Olimpiyat yatırımlarını tam da İstanbul’un akciğerlerine, Kuzey ormanlarının olduğu bölgeye yapmayı planlıyorlardı…Üçüncü köprü, üçüncü havaalanı, iki yeni kent ve kanal İstanbul ucubesine, olimpiyat yatırımları bahane edilecekti. Bunu yapacak aktör de TOKİ idi. Bu rantperest zihniyet, İstanbul’da olası bir deprem sonrasında sahra hastanesi ve sığınılacak bölge olarak kullanılacak alanları plan tadilatıyla AVM ve konut lejantı olarak değiştiriyor kaş göz arasında. Depremde kullanılacak acil ulaşım yolları da İspark’a, otopark olarak kiraya veriliyor. Bu zihniyet,İstanbul’u “depremini bekleyen şehir” olarak görmeyi sevmiyor. Yapılacak şeyleri hep halının altına süpürüyor. Deprem için köprü,viyadük vb. güçlendirme işlerini,  hava atacak, oy toplayacak  işler olmadığı için umursamıyor, tevekküle bırakıyor . İstanbul’da ,Güneydoğu’dan farksız okullar, 60-70 kişilik sınıflar var. Okul ihtiyacı dururken, hastane, sağlık elemanı ihtiyacı dururken olimpiyat sıtması yaşadı Egemen Bağış gibiler. Olimpiyat’tan “yırtmak” İstanbul’un daha fazla tahribatından kurtulmak demektir aslında.

3- ANADOLU’YA KAZIK

Olimpiyat için İstanbul’un seçilmesi, muazzam bölgesel eşitsizliğe sahip Türkiye’deki uçurumu İstanbul lehine daha da büyütecek, Anadolu’yu iyice çölleştirecekti. Olimpiyat yatırımları için , başka bir kent. mesela Van, mesela Sivas ve çevresi, Samsun-Ordu, hatta İzmir  düşünülseydi başımız ağrımazdı. Geri dönüşü, harcananın çok altında kalan olimpiyat yatırımlarından hiç olmasa bir süre için o bölgeye bir yararı olacağını düşünerek teselli bulurduk. Ama öyle değil. Yatırımlar zaten Türkiye’nin her tür nimetinin en az yüzde 35-40’ını tek başına alan İstanbul’a yapılacaktı. Bu, İstanbul’a daha da büyük bir yük bindirirken Anadolu kentlerini kurutmanın yeni bir vesilesi olacaktı; bölgesel uçurumu daha da derinleştirecekti.

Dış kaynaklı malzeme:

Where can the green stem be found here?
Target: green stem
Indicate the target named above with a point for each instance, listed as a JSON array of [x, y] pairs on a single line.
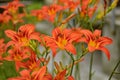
[[114, 70], [90, 69]]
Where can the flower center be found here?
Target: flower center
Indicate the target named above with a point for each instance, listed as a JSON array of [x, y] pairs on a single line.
[[61, 42], [25, 41], [93, 43], [51, 11]]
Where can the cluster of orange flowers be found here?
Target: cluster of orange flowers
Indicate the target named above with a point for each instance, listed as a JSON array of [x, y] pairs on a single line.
[[22, 48]]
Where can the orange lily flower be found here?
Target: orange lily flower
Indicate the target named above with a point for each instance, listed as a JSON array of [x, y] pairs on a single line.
[[39, 14], [51, 11], [2, 48], [76, 34], [32, 63], [72, 4], [13, 6], [18, 55], [96, 42], [4, 18], [60, 39], [23, 36], [86, 10]]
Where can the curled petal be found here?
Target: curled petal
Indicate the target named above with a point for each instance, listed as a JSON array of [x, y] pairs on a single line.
[[70, 48], [97, 33], [105, 50]]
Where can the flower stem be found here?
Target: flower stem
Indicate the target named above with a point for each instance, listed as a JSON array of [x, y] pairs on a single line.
[[90, 69], [114, 70]]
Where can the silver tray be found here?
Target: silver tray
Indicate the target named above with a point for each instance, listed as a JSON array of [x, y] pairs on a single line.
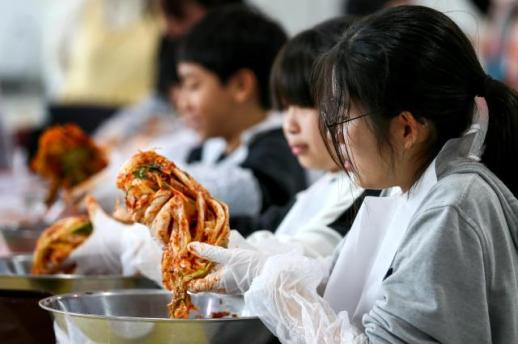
[[140, 316], [15, 275]]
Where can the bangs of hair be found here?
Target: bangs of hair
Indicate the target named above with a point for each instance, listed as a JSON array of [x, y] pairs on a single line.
[[289, 82], [334, 100]]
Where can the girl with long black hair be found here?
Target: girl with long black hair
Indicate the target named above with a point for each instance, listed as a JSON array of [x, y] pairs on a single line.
[[406, 104]]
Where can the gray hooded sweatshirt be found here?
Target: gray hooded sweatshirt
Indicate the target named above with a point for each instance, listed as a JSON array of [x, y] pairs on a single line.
[[454, 278]]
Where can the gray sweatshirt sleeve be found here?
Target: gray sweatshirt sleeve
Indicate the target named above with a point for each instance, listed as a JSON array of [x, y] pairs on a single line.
[[437, 289]]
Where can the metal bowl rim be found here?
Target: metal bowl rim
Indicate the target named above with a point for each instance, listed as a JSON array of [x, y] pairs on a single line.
[[60, 277], [43, 304]]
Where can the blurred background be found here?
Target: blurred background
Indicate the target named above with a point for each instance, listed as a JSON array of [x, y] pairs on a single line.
[[83, 60]]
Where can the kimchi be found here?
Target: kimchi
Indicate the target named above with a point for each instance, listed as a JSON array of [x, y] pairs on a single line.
[[177, 210], [66, 156]]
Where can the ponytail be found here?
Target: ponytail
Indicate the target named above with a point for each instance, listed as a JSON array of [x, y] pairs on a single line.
[[501, 144]]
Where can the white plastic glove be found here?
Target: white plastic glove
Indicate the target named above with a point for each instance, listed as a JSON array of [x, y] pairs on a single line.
[[237, 266], [284, 296], [116, 248]]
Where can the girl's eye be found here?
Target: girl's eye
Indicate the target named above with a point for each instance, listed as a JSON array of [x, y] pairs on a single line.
[[191, 85]]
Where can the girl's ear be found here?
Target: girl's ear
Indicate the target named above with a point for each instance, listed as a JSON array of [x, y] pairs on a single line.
[[407, 131], [243, 85]]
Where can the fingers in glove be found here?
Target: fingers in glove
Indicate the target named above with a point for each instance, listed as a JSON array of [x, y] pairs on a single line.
[[92, 206], [210, 283]]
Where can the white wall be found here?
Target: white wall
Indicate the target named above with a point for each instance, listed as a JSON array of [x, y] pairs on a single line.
[[297, 15]]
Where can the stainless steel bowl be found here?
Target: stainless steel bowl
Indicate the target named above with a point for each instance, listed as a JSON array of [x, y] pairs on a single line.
[[131, 316], [15, 275]]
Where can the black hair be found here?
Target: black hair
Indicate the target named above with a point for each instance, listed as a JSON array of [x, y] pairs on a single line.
[[290, 80], [175, 9], [165, 67], [232, 38], [363, 7], [416, 59]]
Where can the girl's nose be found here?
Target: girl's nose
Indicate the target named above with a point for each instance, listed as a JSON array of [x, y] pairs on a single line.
[[290, 124]]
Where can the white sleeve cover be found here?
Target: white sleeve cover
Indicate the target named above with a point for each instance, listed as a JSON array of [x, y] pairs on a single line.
[[284, 296]]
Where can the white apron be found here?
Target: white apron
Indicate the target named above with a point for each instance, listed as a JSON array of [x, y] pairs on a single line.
[[370, 247]]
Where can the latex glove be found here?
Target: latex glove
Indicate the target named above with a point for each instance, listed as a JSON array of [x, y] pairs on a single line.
[[237, 266], [284, 296], [101, 252]]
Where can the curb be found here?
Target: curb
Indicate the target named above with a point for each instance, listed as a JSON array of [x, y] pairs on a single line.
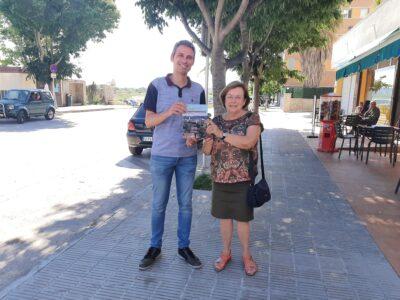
[[90, 109]]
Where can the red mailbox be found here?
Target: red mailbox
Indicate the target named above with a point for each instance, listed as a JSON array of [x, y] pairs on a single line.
[[327, 137]]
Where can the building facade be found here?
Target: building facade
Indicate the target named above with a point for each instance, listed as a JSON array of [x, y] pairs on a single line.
[[367, 63], [16, 78], [352, 14]]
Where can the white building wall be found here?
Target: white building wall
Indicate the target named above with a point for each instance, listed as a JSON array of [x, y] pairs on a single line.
[[15, 81], [349, 94]]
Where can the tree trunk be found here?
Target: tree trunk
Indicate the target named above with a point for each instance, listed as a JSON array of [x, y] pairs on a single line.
[[245, 44], [256, 94], [312, 63], [218, 72]]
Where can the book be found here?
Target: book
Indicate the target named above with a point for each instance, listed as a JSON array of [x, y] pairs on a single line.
[[194, 120]]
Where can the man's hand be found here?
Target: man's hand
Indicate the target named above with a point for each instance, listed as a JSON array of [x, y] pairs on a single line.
[[177, 108], [190, 140]]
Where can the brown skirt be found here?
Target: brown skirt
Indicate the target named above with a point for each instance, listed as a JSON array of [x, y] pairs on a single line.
[[229, 201]]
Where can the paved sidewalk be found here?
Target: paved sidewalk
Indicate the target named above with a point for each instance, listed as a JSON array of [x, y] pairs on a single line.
[[308, 242], [87, 108]]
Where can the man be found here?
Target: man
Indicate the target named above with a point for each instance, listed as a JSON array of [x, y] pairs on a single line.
[[371, 117], [165, 102]]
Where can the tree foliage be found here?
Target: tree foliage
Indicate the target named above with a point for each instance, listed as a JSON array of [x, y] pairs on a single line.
[[264, 30], [44, 32], [275, 27]]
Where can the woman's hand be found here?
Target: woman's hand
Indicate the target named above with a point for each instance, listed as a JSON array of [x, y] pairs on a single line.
[[207, 145], [213, 129]]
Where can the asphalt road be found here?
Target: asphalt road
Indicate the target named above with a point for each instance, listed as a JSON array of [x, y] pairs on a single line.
[[58, 179]]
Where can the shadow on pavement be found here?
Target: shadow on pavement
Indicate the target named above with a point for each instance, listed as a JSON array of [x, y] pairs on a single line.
[[34, 124], [18, 257]]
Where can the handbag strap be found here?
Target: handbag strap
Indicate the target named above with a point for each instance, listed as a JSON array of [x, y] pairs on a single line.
[[251, 163]]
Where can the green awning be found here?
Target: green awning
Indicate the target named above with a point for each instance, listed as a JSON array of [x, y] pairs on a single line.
[[387, 52]]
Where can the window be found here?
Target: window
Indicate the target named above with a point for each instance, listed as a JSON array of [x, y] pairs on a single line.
[[364, 12], [346, 13], [382, 90]]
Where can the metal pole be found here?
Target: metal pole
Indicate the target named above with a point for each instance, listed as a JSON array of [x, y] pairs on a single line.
[[313, 119], [54, 93]]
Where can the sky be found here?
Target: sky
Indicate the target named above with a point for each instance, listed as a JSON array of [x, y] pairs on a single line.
[[133, 55]]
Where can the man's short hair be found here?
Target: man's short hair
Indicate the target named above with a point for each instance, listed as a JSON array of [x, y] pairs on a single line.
[[183, 43]]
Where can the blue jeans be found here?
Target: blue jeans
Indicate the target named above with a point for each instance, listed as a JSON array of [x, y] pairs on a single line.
[[162, 168]]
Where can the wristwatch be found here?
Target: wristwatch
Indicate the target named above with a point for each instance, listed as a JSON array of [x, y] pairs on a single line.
[[224, 135]]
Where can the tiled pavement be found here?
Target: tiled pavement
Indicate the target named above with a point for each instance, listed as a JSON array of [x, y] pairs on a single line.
[[308, 243]]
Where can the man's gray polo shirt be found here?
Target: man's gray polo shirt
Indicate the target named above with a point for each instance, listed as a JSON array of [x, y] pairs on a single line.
[[168, 136]]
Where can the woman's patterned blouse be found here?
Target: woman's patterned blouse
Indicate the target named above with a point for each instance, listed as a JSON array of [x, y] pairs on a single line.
[[230, 164]]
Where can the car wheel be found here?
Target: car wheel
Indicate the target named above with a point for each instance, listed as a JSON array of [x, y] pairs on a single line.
[[50, 114], [136, 150], [21, 117]]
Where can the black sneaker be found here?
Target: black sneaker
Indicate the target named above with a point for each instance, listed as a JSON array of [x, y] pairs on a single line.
[[149, 258], [189, 257]]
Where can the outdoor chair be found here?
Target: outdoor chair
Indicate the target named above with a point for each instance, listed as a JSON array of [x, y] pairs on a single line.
[[382, 136], [344, 136], [396, 145], [351, 121]]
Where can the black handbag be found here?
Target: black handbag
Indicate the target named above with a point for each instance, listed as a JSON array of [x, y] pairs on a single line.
[[258, 193]]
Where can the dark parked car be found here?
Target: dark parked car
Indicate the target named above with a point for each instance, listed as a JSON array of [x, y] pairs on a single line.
[[138, 135], [24, 104]]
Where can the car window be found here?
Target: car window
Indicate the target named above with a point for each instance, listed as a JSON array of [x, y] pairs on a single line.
[[16, 95], [140, 113], [46, 97], [35, 96]]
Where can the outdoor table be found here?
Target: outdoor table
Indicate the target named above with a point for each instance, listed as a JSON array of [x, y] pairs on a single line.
[[362, 132], [365, 131]]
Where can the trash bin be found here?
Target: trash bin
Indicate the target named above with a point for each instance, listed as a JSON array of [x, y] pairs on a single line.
[[327, 137], [69, 99]]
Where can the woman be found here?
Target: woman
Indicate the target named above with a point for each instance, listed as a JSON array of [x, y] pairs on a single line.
[[231, 138]]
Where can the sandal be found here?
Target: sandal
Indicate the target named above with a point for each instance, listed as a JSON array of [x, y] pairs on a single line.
[[222, 261], [250, 267]]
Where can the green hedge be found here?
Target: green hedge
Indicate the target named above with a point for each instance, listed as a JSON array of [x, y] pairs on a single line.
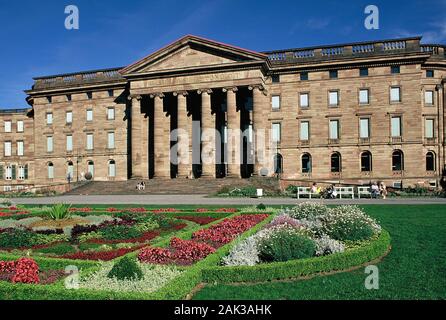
[[301, 267]]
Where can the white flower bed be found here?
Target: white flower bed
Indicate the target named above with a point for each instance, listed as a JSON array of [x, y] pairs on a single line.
[[310, 219]]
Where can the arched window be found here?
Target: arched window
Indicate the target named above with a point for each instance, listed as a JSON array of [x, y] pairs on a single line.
[[366, 161], [306, 163], [278, 164], [397, 160], [336, 162], [70, 170], [50, 170], [90, 167], [430, 161], [112, 168]]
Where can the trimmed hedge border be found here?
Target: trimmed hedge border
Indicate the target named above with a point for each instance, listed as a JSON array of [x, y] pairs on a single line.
[[302, 267]]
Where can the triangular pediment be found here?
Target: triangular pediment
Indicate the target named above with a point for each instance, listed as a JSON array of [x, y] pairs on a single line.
[[192, 52]]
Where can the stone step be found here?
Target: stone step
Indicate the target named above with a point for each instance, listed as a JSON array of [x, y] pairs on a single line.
[[175, 186]]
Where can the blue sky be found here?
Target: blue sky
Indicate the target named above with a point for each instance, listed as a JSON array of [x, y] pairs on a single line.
[[116, 33]]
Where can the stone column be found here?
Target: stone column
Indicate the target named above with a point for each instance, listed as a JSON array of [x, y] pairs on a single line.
[[161, 138], [136, 123], [208, 137], [184, 137], [234, 155], [260, 106]]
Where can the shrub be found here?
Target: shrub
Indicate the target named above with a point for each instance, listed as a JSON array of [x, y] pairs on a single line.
[[16, 238], [286, 244], [126, 269], [307, 210], [349, 223], [325, 246], [59, 211], [119, 232]]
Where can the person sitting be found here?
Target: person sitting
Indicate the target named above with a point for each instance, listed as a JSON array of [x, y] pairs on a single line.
[[374, 189], [383, 189]]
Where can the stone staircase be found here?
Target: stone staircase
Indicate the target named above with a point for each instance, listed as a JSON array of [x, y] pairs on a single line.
[[175, 186]]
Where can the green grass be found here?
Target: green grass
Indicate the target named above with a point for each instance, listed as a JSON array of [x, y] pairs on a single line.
[[414, 269]]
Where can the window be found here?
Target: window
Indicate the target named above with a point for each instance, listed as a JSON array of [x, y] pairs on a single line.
[[275, 100], [111, 113], [305, 130], [20, 148], [49, 144], [304, 100], [275, 78], [69, 143], [333, 98], [430, 161], [395, 94], [334, 129], [70, 170], [363, 72], [364, 128], [111, 140], [428, 97], [8, 126], [89, 115], [20, 126], [306, 163], [429, 128], [8, 173], [364, 96], [8, 148], [336, 162], [49, 118], [89, 141], [91, 168], [22, 173], [50, 170], [395, 69], [397, 160], [69, 117], [366, 161], [276, 134], [112, 168], [396, 127], [278, 164]]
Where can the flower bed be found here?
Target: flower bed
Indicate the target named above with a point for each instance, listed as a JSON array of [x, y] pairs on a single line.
[[203, 243]]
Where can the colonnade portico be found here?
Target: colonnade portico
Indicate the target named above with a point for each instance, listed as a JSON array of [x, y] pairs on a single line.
[[155, 162]]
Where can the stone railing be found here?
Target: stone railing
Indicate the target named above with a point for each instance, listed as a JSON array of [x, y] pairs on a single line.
[[78, 78], [354, 50]]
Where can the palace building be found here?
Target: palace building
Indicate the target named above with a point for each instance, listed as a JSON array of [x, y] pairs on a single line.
[[351, 113]]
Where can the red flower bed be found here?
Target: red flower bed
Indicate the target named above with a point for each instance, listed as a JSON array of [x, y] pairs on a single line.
[[81, 209], [227, 210], [183, 252], [200, 220], [24, 270], [228, 229], [147, 236], [166, 210], [100, 255]]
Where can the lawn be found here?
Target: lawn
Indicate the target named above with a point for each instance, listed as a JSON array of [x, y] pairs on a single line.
[[414, 269]]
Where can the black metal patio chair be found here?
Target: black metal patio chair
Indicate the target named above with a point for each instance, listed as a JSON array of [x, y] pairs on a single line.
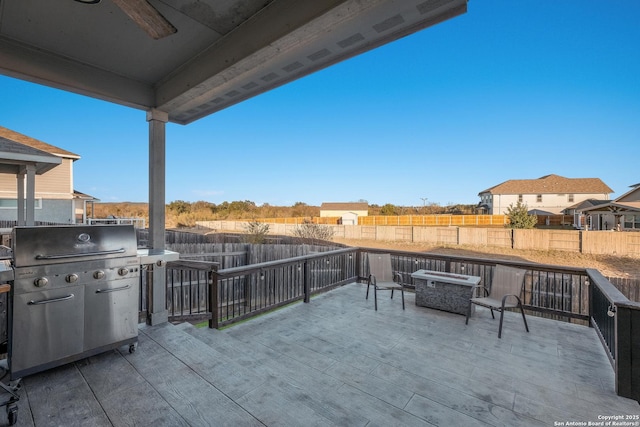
[[382, 277], [505, 293]]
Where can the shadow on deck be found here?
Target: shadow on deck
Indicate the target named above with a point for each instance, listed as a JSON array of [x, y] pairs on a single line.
[[336, 361]]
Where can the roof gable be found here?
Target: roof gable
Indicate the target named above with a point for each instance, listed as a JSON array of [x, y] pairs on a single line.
[[551, 184], [632, 195], [34, 143], [349, 206]]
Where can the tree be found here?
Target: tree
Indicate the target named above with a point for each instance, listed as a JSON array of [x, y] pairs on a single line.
[[519, 216], [179, 206]]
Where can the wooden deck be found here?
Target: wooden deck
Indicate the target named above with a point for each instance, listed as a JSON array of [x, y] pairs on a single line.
[[336, 361]]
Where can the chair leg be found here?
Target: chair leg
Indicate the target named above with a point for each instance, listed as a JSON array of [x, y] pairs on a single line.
[[524, 318]]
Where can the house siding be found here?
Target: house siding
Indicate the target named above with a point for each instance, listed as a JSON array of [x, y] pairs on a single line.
[[554, 203], [58, 211], [54, 184]]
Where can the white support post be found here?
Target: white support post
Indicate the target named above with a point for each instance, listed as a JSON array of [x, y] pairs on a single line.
[[20, 202], [157, 122]]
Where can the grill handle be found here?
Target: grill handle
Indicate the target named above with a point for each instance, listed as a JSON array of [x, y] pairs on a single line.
[[106, 291], [47, 301], [78, 255]]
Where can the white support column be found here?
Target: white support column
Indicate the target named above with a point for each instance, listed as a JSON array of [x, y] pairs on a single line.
[[31, 195], [157, 122], [20, 202]]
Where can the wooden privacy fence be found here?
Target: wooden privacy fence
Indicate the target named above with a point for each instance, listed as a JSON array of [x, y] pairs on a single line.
[[625, 243], [435, 220]]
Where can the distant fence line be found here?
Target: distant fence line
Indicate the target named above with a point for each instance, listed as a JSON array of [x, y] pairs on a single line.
[[587, 242], [431, 220]]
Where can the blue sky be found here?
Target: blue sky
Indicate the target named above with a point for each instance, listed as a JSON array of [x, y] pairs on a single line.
[[513, 89]]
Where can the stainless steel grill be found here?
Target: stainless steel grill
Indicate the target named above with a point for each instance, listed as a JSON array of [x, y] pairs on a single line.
[[75, 294]]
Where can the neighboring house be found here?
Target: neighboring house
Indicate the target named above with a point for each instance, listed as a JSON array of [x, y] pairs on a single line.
[[349, 212], [579, 219], [622, 214], [550, 194], [55, 199]]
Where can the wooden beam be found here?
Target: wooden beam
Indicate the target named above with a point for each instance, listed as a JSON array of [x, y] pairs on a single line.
[[147, 17]]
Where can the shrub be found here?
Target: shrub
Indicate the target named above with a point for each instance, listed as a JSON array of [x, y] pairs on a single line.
[[255, 232], [308, 231], [519, 217]]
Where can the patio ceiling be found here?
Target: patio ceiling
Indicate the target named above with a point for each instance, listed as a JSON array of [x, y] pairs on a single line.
[[221, 53]]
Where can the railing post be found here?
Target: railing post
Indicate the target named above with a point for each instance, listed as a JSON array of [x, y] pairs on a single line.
[[213, 299], [627, 351], [307, 279]]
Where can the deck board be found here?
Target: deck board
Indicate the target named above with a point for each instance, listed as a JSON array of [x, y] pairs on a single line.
[[337, 362]]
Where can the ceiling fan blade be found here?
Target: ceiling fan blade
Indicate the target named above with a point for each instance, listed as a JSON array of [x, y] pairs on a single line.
[[147, 17]]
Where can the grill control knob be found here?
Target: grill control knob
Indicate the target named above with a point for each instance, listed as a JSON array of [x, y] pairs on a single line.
[[41, 281]]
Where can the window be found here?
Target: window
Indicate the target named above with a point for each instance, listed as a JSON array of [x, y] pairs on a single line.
[[632, 221], [13, 203]]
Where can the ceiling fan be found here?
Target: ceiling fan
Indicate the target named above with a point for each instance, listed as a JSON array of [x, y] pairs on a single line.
[[145, 15]]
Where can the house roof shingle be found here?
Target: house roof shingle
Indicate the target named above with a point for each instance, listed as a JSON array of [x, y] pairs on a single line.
[[35, 143], [348, 206], [551, 184]]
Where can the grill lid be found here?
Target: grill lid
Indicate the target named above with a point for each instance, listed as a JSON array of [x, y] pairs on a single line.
[[58, 244]]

Eyy AKP’liler!.. Doğrudur; İstanbul’un olimpiyat delegelerinden yeterli oyu alamamasında  Gezi direnişinde kullandığınız polis şiddetinin, zulmün etkisi vardır. Bu ayıbı, gittiğiniz her yerde , her toplantıda olduğu gibi orada da önünüze koydular, 5 gencin katlinin hesabı soruldu ve hep sorulacak. Bundan kaçamazsınız.